2014-11-27 13:07 GMT+03:00 Hallvard Breien Furuseth <h.b.furuseth@usit.uio.no>:
> On 11/27/2014 10:26 AM, leo@yuriev.ru wrote:
>>
>> # possible first bad commit:
>> [4d02c741b120786df1b87ee9ed49c1d3f9bc7522] Use a single write txn
>
>
> Partly fixed in mdb.master, but I think branch "mdb/fixes"
> in <git://git.uio.no/u/hbf/openldap.git> is needed too.
> That is, the "[Untested] ITS#7961 Re-fix txn init." commit.
> Both branches have some remaining problems, however.
>
> --
> Hallvard

Comment 5 Leonid Yuriev 2014-11-28 13:11:47 UTC
Sure this bug is introduced by the 4d02c741 (Use a single write txn).

Could be fixed by:
cherry-pick ead57604 (ITS#7961 Re-fix txn init) from
git://git.uio.no/u/hbf/openldap.git
or
revert: d72b2f5d (ITS#7961 fix txn init), 62e4eeb7 (ITS#7943 reinit
txn flags), 891e6627 (Plug leak in 4d02c741...) and 4d02c741 (Use a
single write txn).

Leonid.

Comment 6 Howard Chu 2014-11-28 19:06:31 UTC
leo@yuriev.ru wrote:
> Sure this bug is introduced by the 4d02c741 (Use a single write txn).
>
> Could be fixed by:
> cherry-pick ead57604 (ITS#7961 Re-fix txn init) from
> git://git.uio.no/u/hbf/openldap.git
> or
> revert: d72b2f5d (ITS#7961 fix txn init), 62e4eeb7 (ITS#7943 reinit
> txn flags), 891e6627 (Plug leak in 4d02c741...) and 4d02c741 (Use a
> single write txn).

Totally fixed? Or are you still seeing the ITS#7968 crash now? So far 
I've run your testcase on the patched source (with ead57604) and gotten 
no crashes.

-- 
   -- Howard Chu
   CTO, Symas Corp.           http://www.symas.com
   Director, Highland Sun     http://highlandsun.com/hyc/
   Chief Architect, OpenLDAP  http://www.openldap.org/project/

Comment 7 Leonid Yuriev 2014-11-28 19:44:05 UTC
(1) ITS#7968 not fixed
- still crash in a few 'favorite' locations
- last time SIGSEGV in do_syncrep2() at  "if ( ber_bvcmp(
syncCookie.ctxcsn, &si->si_cookieState->cs_vals[i] ) <= 0 )"

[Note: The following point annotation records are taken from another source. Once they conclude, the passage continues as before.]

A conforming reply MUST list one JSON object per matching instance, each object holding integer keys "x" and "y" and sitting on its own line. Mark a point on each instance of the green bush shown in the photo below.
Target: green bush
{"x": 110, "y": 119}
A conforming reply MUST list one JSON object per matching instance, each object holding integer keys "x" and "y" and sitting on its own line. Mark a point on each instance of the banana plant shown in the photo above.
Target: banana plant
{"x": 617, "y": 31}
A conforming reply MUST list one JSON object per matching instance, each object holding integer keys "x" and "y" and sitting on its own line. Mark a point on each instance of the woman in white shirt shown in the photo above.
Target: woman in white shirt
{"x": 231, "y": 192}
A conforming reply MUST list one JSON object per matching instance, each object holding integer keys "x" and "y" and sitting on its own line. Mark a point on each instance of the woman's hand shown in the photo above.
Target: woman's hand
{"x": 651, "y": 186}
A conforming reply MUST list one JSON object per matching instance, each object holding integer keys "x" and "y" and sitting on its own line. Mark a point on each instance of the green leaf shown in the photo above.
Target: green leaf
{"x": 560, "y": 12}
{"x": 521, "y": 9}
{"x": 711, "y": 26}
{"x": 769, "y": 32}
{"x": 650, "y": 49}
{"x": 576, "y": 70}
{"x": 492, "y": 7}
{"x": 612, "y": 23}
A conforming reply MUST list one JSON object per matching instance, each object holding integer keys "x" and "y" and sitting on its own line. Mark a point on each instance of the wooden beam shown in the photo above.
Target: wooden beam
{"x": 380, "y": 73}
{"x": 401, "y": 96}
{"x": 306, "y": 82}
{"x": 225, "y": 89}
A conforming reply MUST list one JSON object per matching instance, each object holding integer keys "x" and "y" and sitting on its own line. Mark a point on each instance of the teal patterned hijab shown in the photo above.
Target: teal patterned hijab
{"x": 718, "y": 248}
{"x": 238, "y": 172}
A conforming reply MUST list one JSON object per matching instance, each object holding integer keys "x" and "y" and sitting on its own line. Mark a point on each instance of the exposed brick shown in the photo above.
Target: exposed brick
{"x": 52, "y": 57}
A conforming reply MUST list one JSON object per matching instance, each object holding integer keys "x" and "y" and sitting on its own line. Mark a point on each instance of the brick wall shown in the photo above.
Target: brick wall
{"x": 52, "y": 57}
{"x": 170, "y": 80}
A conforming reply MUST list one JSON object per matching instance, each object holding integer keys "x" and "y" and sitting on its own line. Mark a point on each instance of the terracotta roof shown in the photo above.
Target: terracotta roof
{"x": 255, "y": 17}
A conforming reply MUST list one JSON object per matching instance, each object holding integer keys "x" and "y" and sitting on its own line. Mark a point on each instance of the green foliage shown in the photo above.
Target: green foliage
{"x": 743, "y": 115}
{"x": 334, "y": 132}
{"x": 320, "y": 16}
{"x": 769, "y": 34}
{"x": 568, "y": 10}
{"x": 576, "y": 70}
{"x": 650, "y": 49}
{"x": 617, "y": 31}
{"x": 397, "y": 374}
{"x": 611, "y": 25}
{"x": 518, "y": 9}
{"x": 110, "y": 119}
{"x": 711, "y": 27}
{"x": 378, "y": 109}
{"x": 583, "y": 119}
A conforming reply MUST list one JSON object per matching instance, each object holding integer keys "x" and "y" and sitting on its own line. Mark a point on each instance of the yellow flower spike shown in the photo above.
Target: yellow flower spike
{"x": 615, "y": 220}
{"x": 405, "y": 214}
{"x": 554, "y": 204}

(2) mdb.master seems to be have another bug(s), that also was fixed in
the 'mdb/fixes' branch on git://git.uio.no/u/hbf/openldap.git
- just a cherry-pick of ead57604 fixes this SIGSEGV, but I got a
'implementation specific' error in heavy add/delete test (same as in
the attached testcase).
- but merge 'mdb/fixes' passed my test.

(3) OPENLDAP_REL_ENG_2_4
without merge current mdb.master
and after revert all 4d02c741-related changes (single write txn)
also passed my test.

Leonid.

2014-11-28 22:06 GMT+03:00 Howard Chu <hyc@symas.com>:
> leo@yuriev.ru wrote:
>>
>> Sure this bug is introduced by the 4d02c741 (Use a single write txn).
>>
>> Could be fixed by:
>> cherry-pick ead57604 (ITS#7961 Re-fix txn init) from
>> git://git.uio.no/u/hbf/openldap.git
>> or
>> revert: d72b2f5d (ITS#7961 fix txn init), 62e4eeb7 (ITS#7943 reinit
>> txn flags), 891e6627 (Plug leak in 4d02c741...) and 4d02c741 (Use a
>> single write txn).
>
>
> Totally fixed? Or are you still seeing the ITS#7968 crash now? So far I've
> run your testcase on the patched source (with ead57604) and gotten no
> crashes.
>
> --
>   -- Howard Chu
>   CTO, Symas Corp.           http://www.symas.com
>   Director, Highland Sun     http://highlandsun.com/hyc/
>   Chief Architect, OpenLDAP  http://www.openldap.org/project/

Comment 8 Leonid Yuriev 2014-11-30 20:50:51 UTC
Previously noted (2) and (3) was caused by following patch.
It is a trial from Howard Chu for workout on ITS#7968 ;)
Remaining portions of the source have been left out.